How Republicans Could Make a ‘Temporary’ Tax Cut Last for 20 Years
Policy + Politics

How Republicans Could Make a ‘Temporary’ Tax Cut Last for 20 Years


Republicans in Congress seem resigned to the prospect of having to force all of their legislative hopes and dreams for the 115th Congress through the narrow window of a pair of budget reconciliation provisions, one modifying the spending plan for Fiscal 2017 and one for 2018. So they are increasingly bringing up an idea that would allow them to do more within that constraint: expanding the “budget window” from 10 years to 20.

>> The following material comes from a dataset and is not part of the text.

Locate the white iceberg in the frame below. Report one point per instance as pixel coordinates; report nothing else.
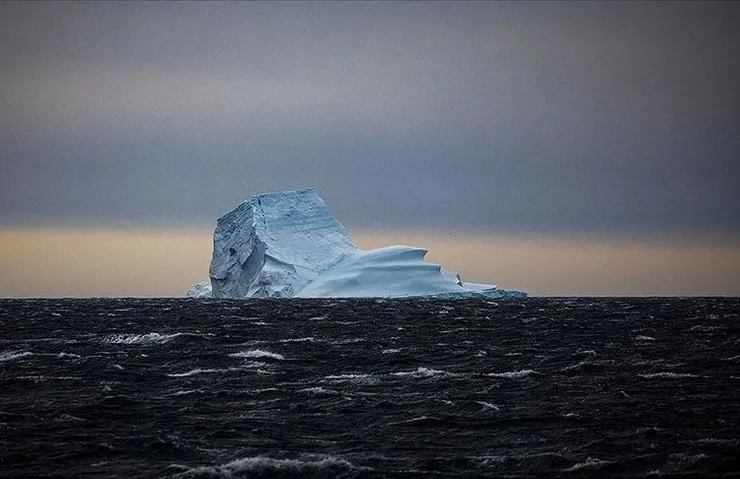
(287, 244)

And on Tuesday, Treasury Secretary Steven Mnuchin signaled that the Trump administration would be willing to work with congressional Republicans to make that happen.

Related: Trump Gets a Reprieve on Raising the Debt Ceiling

The traditional 10-year budget window seeks to strike a balance between the recognition that government actions have consequences that extend beyond their immediate impact and the fact that the further out into the future we try to predict those consequences, the worse we get at it.

The budget window is particularly important to legislation passed through the Senate’s reconciliation process, because under the body’s standing rules, no measure that is expected to increase the nation’s deficit outside the budget window can be included in a reconciliation bill.

This has hobbled Republicans before in efforts to cut taxes. Measures passed at the beginning of George W. Bush’s first term in office were required to “sunset” in the early years of Barack Obama’s presidency to avoid violating the deficit requirement, which is known as the Byrd rule.

So, it was in the context of tax reform proposals that Pennsylvania Sen. Pat Toomey raised the issue of a debt window expansion with Mnuchin on Tuesday, during a Senate Budget Committee hearing.

Related: Trump Treasury Could Defang a Major Consumer Financial Watchdog

“The goal should be to maximize growth, and get the right tax code, not to be held captive by this score that may not take into account that full growth,” Toomey said.

Toomey took for granted the idea that there would be no bipartisan cooperation on tax reform, and expressed frustration that reconciliation was the only way forward.

“So you’re in this bind, where you’re stuck with a temporary tax code -- one that has to expire at the end of the budget window,” he complained. “So I would just like to suggest that you seriously consider an additional 10 years.”

He pointed out that there is no statutory requirement that the budget window be 10 years, and argued that in the absence of tax reform that can be passed outside the reconciliation process, “the next best thing is a temporary great tax code but making it long enough that we can actually enjoy the benefits.”

Related: Why a Soaring Stock Market Makes Tax Reform Harder

Mnuchin said that the Trump administration still hopes to get bipartisan support for permanent tax reform. However, he added, “If we can’t, reconciliation is an alternative and I look forward to working with you and the senate on ideas such as a 20-year window as opposed to a 10-year window.”

It’s a plan that makes budget hawks a little bit nervous. While there are arguments for extending the window -- such as tax provisions that really are expected to have a positive effect on the deficit, but only after more than 10 years have gone by -- it’s not obvious that anything like that is really on the table right now.

“If the purpose of extending the budget window is because you have a tax plan or spending plan that’s effects really start to appear outside the 10 years, I’m very sympathetic to it,” said Marc Goldwein, senior vice president and senior policy director at the Committee for a Responsible Federal Budget.

“But if the purpose of extending the budget window is so that you can manipulate the Byrd rule and make it so that you have a ‘temporary’ tax cut or ‘temporary’ deficit spending that goes for 19 years before it expires, that’s just ridiculous. It’s a pure gimmick and there’s no basis for that except to circumvent important senate rules.”

It’s an open question as to which category any eventual tax reform proposal that clears the Senate will fall into, but Goldwein said that in his view, the tax proposals being floated right now are more likely in the latter category.